Macron began his second official trip to China in the financial hub of Shanghai, where he will attend an international import fair against the backdrop of the trade war between Washington and Beijing.

Speaking to French and German businesspeople attending the trade expo, Macron said Europeans must work together to compete economically with China.

The more Europeans work as one, “the more credibility and results we have,” Macron said.

Macron and other foreign leaders attended a gala dinner Monday night hosted by President Xi Jinping on the eve of the second China International Import Expo in Shanghai.

After his visit to Shanghai, he will meet Xi again on Wednesday in Beijing, where the two leaders will hold more talks.

French officials say Macron will not shy away from “taboo” topics including Hong Kong and the mass detention of Muslims in China’s northwest Xinjiang region.

Human Rights Watch called on Macron to publicly press Xi to close “political education” camps in Xinjiang and respect Hong Kongers’ rights to participate in politics.

Zhu Jing, a European affairs official at the Chinese foreign ministry, said Beijing has prepared the “friendliest and warmest welcome” for the French leader.

But Zhu also warned that on human rights, the two countries should have “constructive” dialogue and avoid “mutually criticising each other or politicising the issue”.

“Hong Kong and Xinjiang are matters of China’s internal affairs.
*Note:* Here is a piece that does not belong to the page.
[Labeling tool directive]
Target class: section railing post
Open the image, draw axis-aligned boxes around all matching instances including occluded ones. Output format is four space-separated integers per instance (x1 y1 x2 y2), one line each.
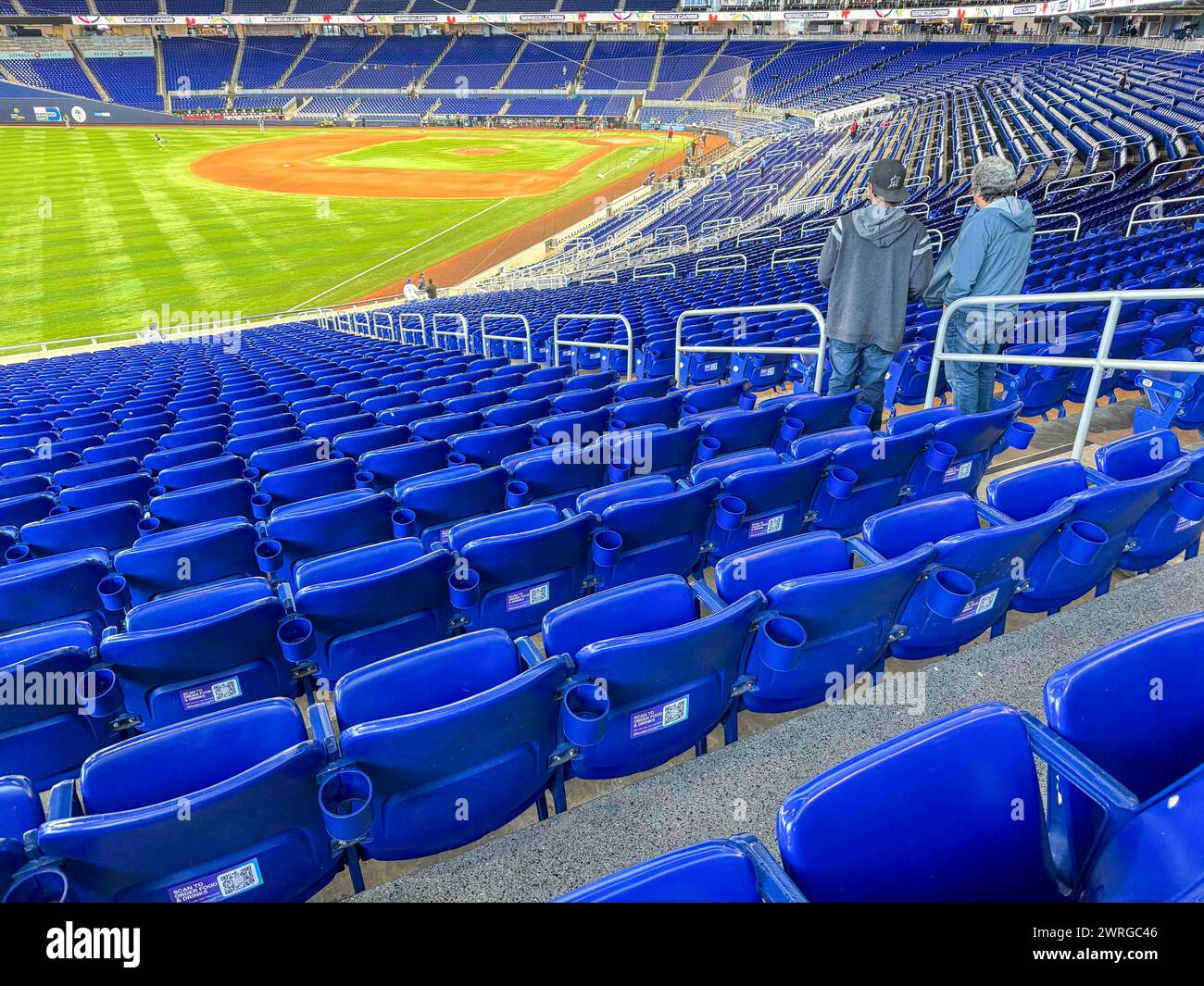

It is not relevant to put them on the diplomatic agenda,” Zhu told reporters last week.

Hong Kong has been rocked by months of political unrest, with a new night of violence on Sunday in which a knife-wielding man wounded five people, including a local pro-democracy politician who had his ear bitten off.

Zhu also warned France against playing a “disruptive” role in the Indo-Pacific region, or sending warships into Beijing-claimed territorial waters.

France angered China in April when a French frigate sailed through the Taiwan Strait.

– Business and culture –

Macron’s visit will focus on helping French companies strike new deals with China.

France’s soft power will also be on display, with Macron inaugurating an offshoot of the Centre Pompidou, the Paris modern art museum, in Shanghai’s West Bund cultural corridor.

An advisor to Macron said French companies expected to come away with around 40 contracts in the agriculture, tourism, health and other sectors — in which France is traditionally strong.

Macron said late Monday that the two sides would also sign an agreement on the “protected geographical indication” of European products, including France’s iconic Cognac, Bordeaux wine and Comte cheese — a designation that ties the names of such foods and drinks to a region.

Macron will be Xi’s guest of honour at the import expo in Shanghai on Tuesday, and the two leaders will have a private dinner with their wives that night before they meet again in Beijing.

The two leaders have used previous meetings over the past two years to stress their commitment to multilateralism in the face of US President Donald Trump’s “America First” brand of nationalism.

Sino-Franco dialogue is crucial at a time when “protectionism and unilateralism keep rising”, Zhu said.

Jean-Pierre Cabestan, a political science professor at Hong Kong Baptist University, said the US tariff war is pushing China to seek closer ties with France and other European countries.

But, Cabestan cautioned, “the Europeans would be naive to believe that they can join China against Trump”.

Macron has also voiced concern over China’s massive investments in central and eastern Europe and huge trade surplus with the European Union, warning that European “naivete” towards Beijing is over.